Понятны стали улыбка лейтенанта и его слова:
– Отдохнешь, оглядишься, а не приживешься, давай к нам. Тебе работа всегда найдется!
Я закурил и, сунув шприцы в нагрудный карман куртки, завел машину. До конечной цели оставалось немного, и хотя я за два дня отмахал две тысячи километров, усталость не ощущалась. Ожидание скорой встречи усиливало нетерпение. За год, проведенный в санатории, я понял, насколько дорога мне зеленоглазая девушка. Хотелось одного: подойти к ней, посмотреть в прекрасные озорные глаза и, положив руки на покорные плечи, сказать:
– Я люблю тебя, Люда! Я вернулся!
И простить. И я уверен, что хотя она и замужем, Люська не раздумывая пойдет со мной даже на край света.
Ну вот, кажется, и подъезжаю. Остановив машину на Кошечкиной горе, я вышел и замер в недоумении. Деревни почти не было, она сгорела. Посередине стояла задымленная церковь, не было клуба, места наших постоянных сборищ, не было нашего дома, дома Люськи и Сереги. На их месте возвышались невысокие бугры, густо заросшие травой. Дом деда Степана
Быстро съехав с горы, я подрулил к дедовой халупе, остановился и вышел. Несмотря на ранний час, дед сидел на лавочке и, подслеповато щурясь, разглядывал меня, наконец узнав, вскочил.
– Геньша, ты никак! – он по-бабьи всплеснул руками. – Живой! Здоровый!

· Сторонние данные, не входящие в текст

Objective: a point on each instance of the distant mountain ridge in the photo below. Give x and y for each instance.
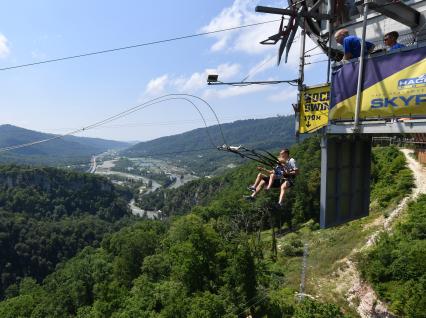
(268, 133)
(66, 149)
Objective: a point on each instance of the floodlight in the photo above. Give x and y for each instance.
(212, 78)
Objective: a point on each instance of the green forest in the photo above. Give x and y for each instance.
(47, 215)
(216, 255)
(196, 149)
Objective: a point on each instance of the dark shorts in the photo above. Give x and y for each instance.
(278, 182)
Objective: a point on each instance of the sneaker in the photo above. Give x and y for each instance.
(249, 198)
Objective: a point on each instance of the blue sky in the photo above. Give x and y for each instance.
(59, 97)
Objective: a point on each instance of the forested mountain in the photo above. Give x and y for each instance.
(218, 260)
(64, 150)
(47, 215)
(190, 147)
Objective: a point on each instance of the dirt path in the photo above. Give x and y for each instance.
(358, 293)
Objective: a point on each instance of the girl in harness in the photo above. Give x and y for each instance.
(281, 176)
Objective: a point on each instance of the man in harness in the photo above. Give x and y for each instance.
(281, 176)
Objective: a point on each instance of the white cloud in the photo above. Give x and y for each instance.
(157, 85)
(192, 83)
(289, 94)
(4, 48)
(38, 55)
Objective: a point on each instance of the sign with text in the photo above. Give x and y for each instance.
(314, 108)
(394, 85)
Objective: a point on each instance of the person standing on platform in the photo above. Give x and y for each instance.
(391, 40)
(351, 44)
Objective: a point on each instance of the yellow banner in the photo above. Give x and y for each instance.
(314, 108)
(395, 85)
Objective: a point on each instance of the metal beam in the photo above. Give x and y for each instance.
(293, 13)
(379, 127)
(398, 11)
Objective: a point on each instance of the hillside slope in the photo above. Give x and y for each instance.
(47, 215)
(189, 149)
(68, 149)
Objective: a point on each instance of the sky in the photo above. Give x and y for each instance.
(66, 95)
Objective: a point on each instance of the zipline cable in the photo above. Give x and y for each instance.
(136, 45)
(127, 112)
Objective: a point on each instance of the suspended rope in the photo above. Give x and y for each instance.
(261, 156)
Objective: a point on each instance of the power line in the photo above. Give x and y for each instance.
(135, 45)
(172, 123)
(127, 112)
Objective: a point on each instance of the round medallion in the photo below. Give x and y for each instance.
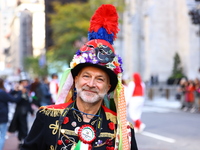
(76, 130)
(74, 124)
(86, 134)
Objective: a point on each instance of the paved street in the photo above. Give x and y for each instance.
(167, 128)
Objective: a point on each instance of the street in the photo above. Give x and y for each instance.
(169, 129)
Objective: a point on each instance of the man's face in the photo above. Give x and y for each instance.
(92, 84)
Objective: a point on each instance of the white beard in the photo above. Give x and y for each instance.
(90, 97)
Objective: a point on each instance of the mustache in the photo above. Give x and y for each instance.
(90, 89)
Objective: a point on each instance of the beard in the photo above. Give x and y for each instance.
(90, 95)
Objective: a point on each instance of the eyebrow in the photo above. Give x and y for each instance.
(87, 72)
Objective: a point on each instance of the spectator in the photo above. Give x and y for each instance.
(43, 92)
(54, 86)
(19, 120)
(5, 98)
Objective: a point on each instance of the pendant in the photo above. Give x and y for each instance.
(74, 124)
(87, 134)
(76, 130)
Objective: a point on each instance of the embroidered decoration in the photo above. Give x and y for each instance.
(87, 134)
(76, 130)
(66, 120)
(109, 142)
(111, 126)
(59, 142)
(55, 127)
(99, 142)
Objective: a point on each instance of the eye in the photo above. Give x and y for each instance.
(102, 51)
(100, 79)
(90, 46)
(86, 76)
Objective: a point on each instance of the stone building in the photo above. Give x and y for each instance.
(153, 31)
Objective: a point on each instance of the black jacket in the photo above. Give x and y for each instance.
(45, 133)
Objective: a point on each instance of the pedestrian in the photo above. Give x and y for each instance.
(5, 98)
(136, 91)
(181, 91)
(189, 95)
(43, 92)
(54, 86)
(197, 92)
(19, 120)
(34, 92)
(86, 123)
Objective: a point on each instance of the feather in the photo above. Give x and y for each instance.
(104, 24)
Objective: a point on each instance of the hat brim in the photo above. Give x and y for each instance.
(111, 74)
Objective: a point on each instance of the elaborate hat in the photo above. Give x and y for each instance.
(99, 52)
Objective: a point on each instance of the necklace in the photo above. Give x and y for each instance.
(86, 114)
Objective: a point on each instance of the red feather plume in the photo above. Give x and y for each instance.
(105, 16)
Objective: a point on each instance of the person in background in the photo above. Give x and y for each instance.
(85, 122)
(54, 86)
(189, 96)
(5, 98)
(197, 88)
(43, 92)
(181, 91)
(34, 92)
(136, 91)
(19, 120)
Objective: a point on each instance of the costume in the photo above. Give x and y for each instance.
(108, 129)
(136, 101)
(47, 126)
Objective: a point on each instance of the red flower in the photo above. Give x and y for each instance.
(111, 125)
(59, 142)
(109, 142)
(117, 70)
(66, 120)
(109, 148)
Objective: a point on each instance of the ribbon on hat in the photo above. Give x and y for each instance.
(65, 87)
(122, 128)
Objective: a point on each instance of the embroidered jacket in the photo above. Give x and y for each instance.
(50, 132)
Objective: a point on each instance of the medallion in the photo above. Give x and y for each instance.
(74, 124)
(87, 134)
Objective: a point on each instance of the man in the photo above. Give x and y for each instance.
(89, 113)
(53, 87)
(19, 121)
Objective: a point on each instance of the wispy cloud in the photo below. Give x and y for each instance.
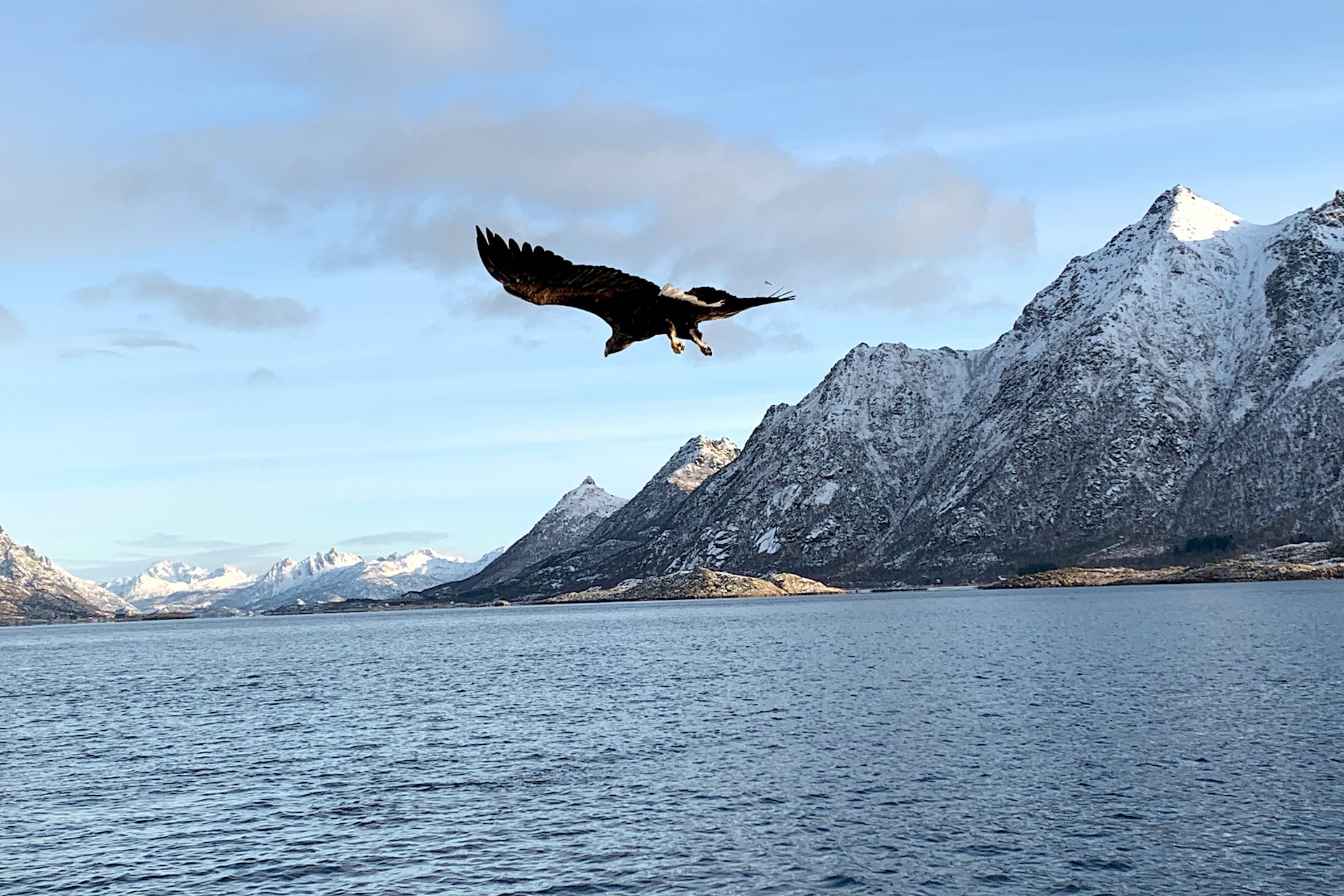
(143, 339)
(207, 552)
(216, 307)
(401, 538)
(86, 352)
(350, 45)
(604, 183)
(11, 328)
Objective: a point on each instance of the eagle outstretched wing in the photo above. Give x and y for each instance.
(723, 304)
(542, 277)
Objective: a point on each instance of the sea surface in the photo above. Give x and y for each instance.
(1174, 739)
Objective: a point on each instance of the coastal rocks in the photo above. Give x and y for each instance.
(33, 589)
(561, 530)
(615, 548)
(1186, 379)
(1288, 564)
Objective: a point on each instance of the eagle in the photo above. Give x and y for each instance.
(635, 308)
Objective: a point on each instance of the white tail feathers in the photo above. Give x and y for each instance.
(672, 292)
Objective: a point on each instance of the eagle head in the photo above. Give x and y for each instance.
(617, 343)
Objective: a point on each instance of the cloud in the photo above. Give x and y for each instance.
(11, 328)
(207, 552)
(353, 45)
(216, 307)
(88, 352)
(143, 339)
(606, 183)
(402, 538)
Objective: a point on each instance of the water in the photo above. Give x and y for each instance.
(1108, 741)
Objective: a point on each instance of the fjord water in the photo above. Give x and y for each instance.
(1107, 741)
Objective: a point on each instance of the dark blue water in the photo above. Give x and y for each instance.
(1108, 741)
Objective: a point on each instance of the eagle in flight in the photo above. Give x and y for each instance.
(635, 308)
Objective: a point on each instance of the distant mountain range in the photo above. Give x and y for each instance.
(1184, 381)
(35, 589)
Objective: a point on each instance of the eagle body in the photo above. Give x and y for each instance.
(635, 308)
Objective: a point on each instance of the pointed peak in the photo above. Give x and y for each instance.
(585, 498)
(696, 461)
(1189, 216)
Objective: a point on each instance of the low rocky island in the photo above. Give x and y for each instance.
(1291, 562)
(691, 584)
(698, 583)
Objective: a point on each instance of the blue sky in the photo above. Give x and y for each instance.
(239, 312)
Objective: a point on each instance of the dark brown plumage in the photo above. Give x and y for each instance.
(635, 308)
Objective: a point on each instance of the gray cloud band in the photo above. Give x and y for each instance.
(216, 307)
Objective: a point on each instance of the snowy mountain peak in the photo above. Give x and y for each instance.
(588, 498)
(168, 578)
(26, 577)
(696, 461)
(1189, 216)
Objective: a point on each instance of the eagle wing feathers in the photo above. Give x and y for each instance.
(542, 277)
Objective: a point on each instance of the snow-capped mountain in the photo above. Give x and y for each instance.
(34, 587)
(562, 528)
(172, 583)
(616, 545)
(1186, 379)
(1183, 381)
(346, 577)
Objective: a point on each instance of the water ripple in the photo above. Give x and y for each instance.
(1139, 741)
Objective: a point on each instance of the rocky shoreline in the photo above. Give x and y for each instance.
(692, 584)
(1288, 564)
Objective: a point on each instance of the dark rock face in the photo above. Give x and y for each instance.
(33, 589)
(564, 528)
(612, 550)
(1184, 381)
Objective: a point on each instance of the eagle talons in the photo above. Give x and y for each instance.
(699, 340)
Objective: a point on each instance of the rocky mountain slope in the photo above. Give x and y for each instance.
(178, 584)
(346, 577)
(33, 589)
(613, 548)
(1183, 381)
(559, 531)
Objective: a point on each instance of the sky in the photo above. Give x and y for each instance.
(241, 316)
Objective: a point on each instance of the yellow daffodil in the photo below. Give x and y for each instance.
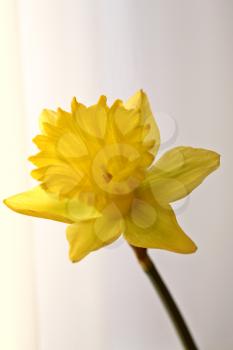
(96, 174)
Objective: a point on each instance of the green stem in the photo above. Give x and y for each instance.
(166, 297)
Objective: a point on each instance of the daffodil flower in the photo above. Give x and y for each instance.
(96, 174)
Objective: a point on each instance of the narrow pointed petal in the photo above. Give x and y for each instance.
(150, 225)
(140, 101)
(179, 171)
(37, 202)
(88, 236)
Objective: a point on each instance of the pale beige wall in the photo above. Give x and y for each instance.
(181, 53)
(17, 275)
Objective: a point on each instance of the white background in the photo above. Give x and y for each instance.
(180, 52)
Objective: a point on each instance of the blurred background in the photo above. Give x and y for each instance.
(180, 52)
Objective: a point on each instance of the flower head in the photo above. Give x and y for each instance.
(95, 171)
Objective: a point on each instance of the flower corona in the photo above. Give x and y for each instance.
(96, 172)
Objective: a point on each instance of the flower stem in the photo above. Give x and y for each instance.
(166, 297)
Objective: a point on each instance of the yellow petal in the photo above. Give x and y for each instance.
(179, 171)
(140, 101)
(37, 202)
(91, 235)
(150, 225)
(47, 117)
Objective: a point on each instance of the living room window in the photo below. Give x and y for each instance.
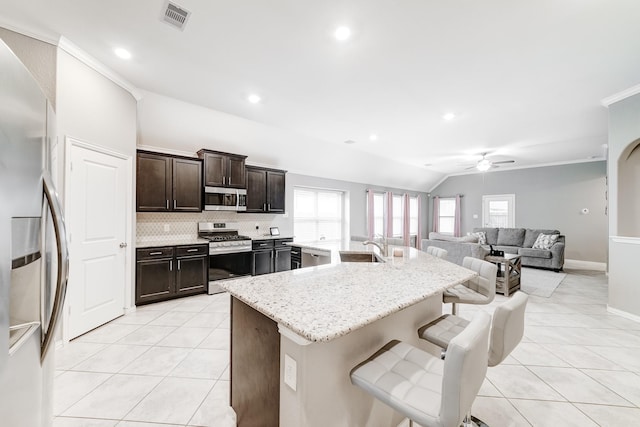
(499, 210)
(413, 215)
(318, 214)
(398, 215)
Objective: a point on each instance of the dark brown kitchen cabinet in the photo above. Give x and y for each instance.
(154, 274)
(168, 183)
(223, 169)
(170, 272)
(265, 190)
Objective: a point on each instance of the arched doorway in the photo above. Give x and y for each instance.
(629, 191)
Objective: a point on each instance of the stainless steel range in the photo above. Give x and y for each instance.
(229, 253)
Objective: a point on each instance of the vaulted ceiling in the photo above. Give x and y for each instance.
(524, 80)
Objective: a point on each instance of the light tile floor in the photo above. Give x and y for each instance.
(167, 365)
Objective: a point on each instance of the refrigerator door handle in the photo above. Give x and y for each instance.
(63, 261)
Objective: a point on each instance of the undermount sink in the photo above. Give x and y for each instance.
(352, 256)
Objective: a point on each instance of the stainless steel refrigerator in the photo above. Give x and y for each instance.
(33, 250)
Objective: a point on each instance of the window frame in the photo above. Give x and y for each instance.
(316, 219)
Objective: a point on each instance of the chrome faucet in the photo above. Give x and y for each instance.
(384, 248)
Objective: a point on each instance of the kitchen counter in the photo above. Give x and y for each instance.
(296, 335)
(270, 237)
(326, 302)
(171, 241)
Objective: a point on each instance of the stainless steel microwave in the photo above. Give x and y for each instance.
(225, 199)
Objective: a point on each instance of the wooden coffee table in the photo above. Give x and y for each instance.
(509, 271)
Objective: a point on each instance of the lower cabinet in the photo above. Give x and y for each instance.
(271, 256)
(170, 271)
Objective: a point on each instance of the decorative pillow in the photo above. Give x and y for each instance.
(545, 241)
(481, 235)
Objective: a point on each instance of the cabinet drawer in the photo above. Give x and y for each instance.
(261, 244)
(192, 250)
(282, 243)
(154, 253)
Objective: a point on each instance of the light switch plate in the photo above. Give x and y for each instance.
(290, 371)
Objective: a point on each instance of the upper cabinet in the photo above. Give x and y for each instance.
(167, 183)
(223, 169)
(265, 190)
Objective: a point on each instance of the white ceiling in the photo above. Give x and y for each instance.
(525, 79)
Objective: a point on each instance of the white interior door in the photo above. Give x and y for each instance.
(97, 218)
(499, 210)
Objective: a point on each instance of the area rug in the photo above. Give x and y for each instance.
(541, 283)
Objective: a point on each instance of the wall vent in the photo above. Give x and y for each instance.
(175, 15)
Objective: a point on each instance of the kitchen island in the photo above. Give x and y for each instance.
(296, 335)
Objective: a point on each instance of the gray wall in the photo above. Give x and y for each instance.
(546, 197)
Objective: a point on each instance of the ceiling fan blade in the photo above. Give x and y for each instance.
(503, 162)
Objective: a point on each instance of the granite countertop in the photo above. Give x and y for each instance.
(170, 241)
(325, 302)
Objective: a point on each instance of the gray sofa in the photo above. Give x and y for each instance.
(510, 240)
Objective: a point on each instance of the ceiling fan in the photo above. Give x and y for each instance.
(485, 164)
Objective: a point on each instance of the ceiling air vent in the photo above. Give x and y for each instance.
(175, 15)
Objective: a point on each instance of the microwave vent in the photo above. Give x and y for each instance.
(175, 15)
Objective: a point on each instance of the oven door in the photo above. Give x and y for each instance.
(220, 199)
(228, 266)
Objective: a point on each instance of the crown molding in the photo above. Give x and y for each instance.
(634, 90)
(166, 150)
(73, 50)
(50, 39)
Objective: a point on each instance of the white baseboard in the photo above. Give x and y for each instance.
(585, 265)
(624, 314)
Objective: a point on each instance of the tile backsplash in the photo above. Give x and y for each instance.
(152, 226)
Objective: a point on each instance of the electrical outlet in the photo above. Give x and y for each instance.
(290, 371)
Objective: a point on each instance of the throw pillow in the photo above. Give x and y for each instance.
(545, 241)
(481, 235)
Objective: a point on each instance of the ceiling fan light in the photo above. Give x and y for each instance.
(483, 165)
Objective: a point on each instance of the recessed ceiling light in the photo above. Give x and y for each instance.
(342, 33)
(122, 53)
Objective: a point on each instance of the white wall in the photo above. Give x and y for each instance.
(39, 57)
(624, 242)
(93, 109)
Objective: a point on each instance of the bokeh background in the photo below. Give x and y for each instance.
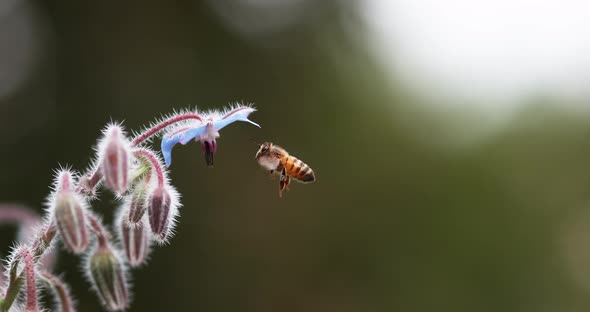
(450, 139)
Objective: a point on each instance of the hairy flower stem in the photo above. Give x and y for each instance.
(43, 240)
(16, 282)
(93, 177)
(142, 137)
(62, 294)
(154, 162)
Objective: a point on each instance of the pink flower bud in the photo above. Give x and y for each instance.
(135, 239)
(114, 154)
(69, 212)
(137, 205)
(108, 277)
(162, 209)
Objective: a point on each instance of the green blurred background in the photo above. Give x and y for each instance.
(411, 211)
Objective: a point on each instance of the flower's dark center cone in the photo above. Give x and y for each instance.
(208, 154)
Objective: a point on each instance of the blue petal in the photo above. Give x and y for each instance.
(167, 145)
(237, 116)
(190, 134)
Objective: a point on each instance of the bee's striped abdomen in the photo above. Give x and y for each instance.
(298, 169)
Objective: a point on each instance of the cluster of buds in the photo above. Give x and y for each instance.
(147, 213)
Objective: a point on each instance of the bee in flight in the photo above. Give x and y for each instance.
(275, 159)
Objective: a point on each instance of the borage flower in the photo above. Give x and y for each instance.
(205, 130)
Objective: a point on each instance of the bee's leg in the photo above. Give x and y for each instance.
(283, 182)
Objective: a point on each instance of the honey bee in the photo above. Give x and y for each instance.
(278, 161)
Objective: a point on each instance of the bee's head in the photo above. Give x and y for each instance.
(264, 150)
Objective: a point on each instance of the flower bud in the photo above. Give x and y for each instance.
(135, 239)
(162, 209)
(114, 154)
(108, 278)
(69, 211)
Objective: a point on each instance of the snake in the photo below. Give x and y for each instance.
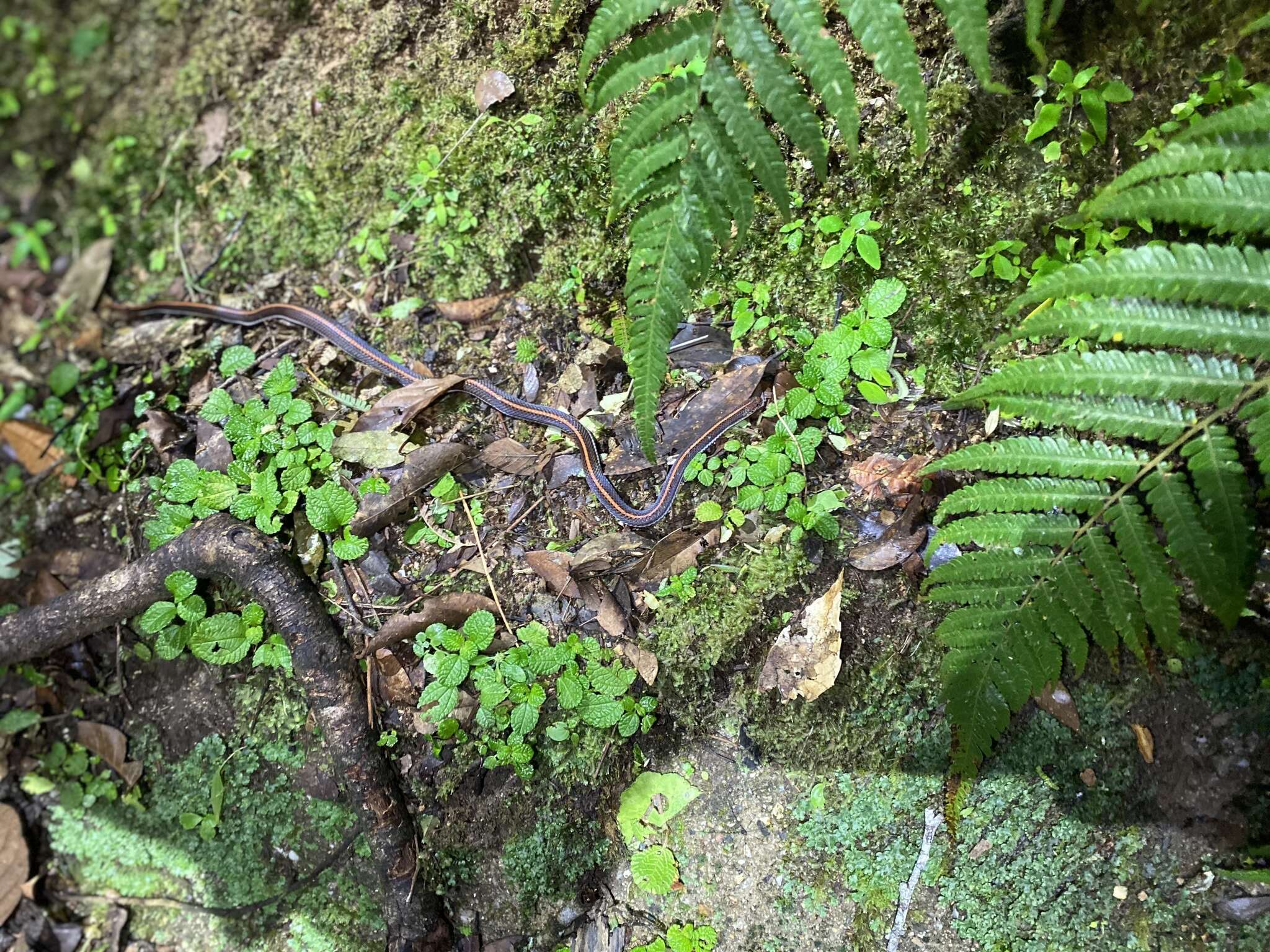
(483, 390)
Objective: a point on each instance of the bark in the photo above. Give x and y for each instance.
(322, 659)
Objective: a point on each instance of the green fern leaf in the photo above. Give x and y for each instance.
(1075, 589)
(724, 168)
(1253, 116)
(1258, 415)
(1142, 552)
(969, 23)
(774, 82)
(748, 134)
(1152, 324)
(1240, 201)
(1192, 546)
(613, 20)
(686, 38)
(882, 31)
(992, 564)
(1047, 456)
(1008, 530)
(802, 24)
(1231, 152)
(1222, 487)
(1155, 375)
(1219, 275)
(1119, 597)
(670, 253)
(1122, 416)
(1026, 494)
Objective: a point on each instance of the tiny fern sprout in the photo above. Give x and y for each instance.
(1088, 534)
(691, 154)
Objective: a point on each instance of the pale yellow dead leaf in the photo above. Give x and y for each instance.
(807, 664)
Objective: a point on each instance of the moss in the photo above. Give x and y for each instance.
(694, 638)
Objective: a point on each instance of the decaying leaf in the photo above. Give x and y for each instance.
(807, 664)
(1059, 701)
(14, 861)
(883, 474)
(470, 311)
(31, 444)
(1146, 743)
(513, 457)
(112, 747)
(378, 450)
(492, 88)
(398, 408)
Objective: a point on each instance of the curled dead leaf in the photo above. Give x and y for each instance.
(111, 746)
(14, 860)
(1146, 743)
(807, 664)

Ах, ты батюшки! – дед суетливо крутился вокруг меня, то поглаживая машину, то недоверчиво трогая меня за одежду, словно пытался убедить себя, что это действительно я.
– Ну, орел вернулся! Верила Шурка-то, до последнего верила, что приедешь! Не дождалась, сердечная! – он сокрушенно качал головой.
– Как не дождалась? Что тут у вас вообще случилось? – я от неожиданности присел на лавку.
– Так умерла она, уж два года как. Ай ты не знаешь? – он испытующе глянул на меня. – Я же тебе всё писал – и про Шурку, матушку твою, и про Люську.
Из его сбивчивого рассказа я понял, что был сильный пожар, что меня считают пропавшим без вести и, что я могу жить у него сколько угодно, потому что Нинка-потаскуха опять уехала с каким-то молдаванином. Он ещё что-то говорил, не давал возможности задать вопрос, ради которого собственно я сюда и приехал. Наконец, улучив момент, я спросил в упор, четко чеканя слова:
– Где Людмила? За кого она вышла замуж?
Дед замер, и взгляд его заметался.
– Какая Людмила? Люська что ли? Да где ж ей быть-то? Оно, конечно. Вот ты давай сейчас сходи на кладбище к матушке, а то ведь Шурка-то заждалась тебя. Иди, иди, родимый, а уж опосля всё обговорим. Долгий разговор будет. Задами иди, тут ближе, – говорил он, вытаскивая из багажника коробки и свертки, избегая встречаться со мной взглядом.
– Я пока уберу всё, да поесть приготовлю, – он почти силой подталкивал меня к задней части дома, откуда до кладбища по тропинке рукой подать.
– Она прямо с краю лежит, прямо на бугорке, сразу увидишь. Памятник там еще стоит со звездочкой, военный комат поставил, – он, наконец, вытолкал меня на тропку, по которой я дошел до погоста.
Вот и памятник с краю, у самой дороги. Но что это? Я никогда не страдал приступами галлюцинации, не курил вонючую афганскую травку, и с психикой у меня всё в порядке. Я протер глаза. Памятников было два. Одинаковые. Сверху звездочки. Я быстро подошел. Так, первый – моя мать, а второй… О, Боже! Тарова Людмила Викторовна, 1963-1981. 7 мая. Фотография! Люськи! Нет! Не-е-т!
Те же родные зеленые глаза, к которым я так долго шел, язвительный исподлобья взгляд – её взгляд! Люська, любимая!
– За что мне это?! За что?! – закричал я, чувствуя, что к голове поднимается огненный шквал. Ноги подкосились, и я, обнимая последнее пристанище самых дорогих для меня женщин, завыл жутким воем волка-одиночки, вырывая зубами траву и корчась в судорогах.
Сколько я пролежал, не помню. Наверное, долго. Услышав звук приближающихся шагов, я с трудом поднял голову и увидел деда, который подходил ко мне, держа в одной руке топор, а в другой – цветастый пакет. Подойдя ко мне, он положил пакет на столик, который стоял возле могил, и стал поднимать меня, с трудом усаживая на лавочку.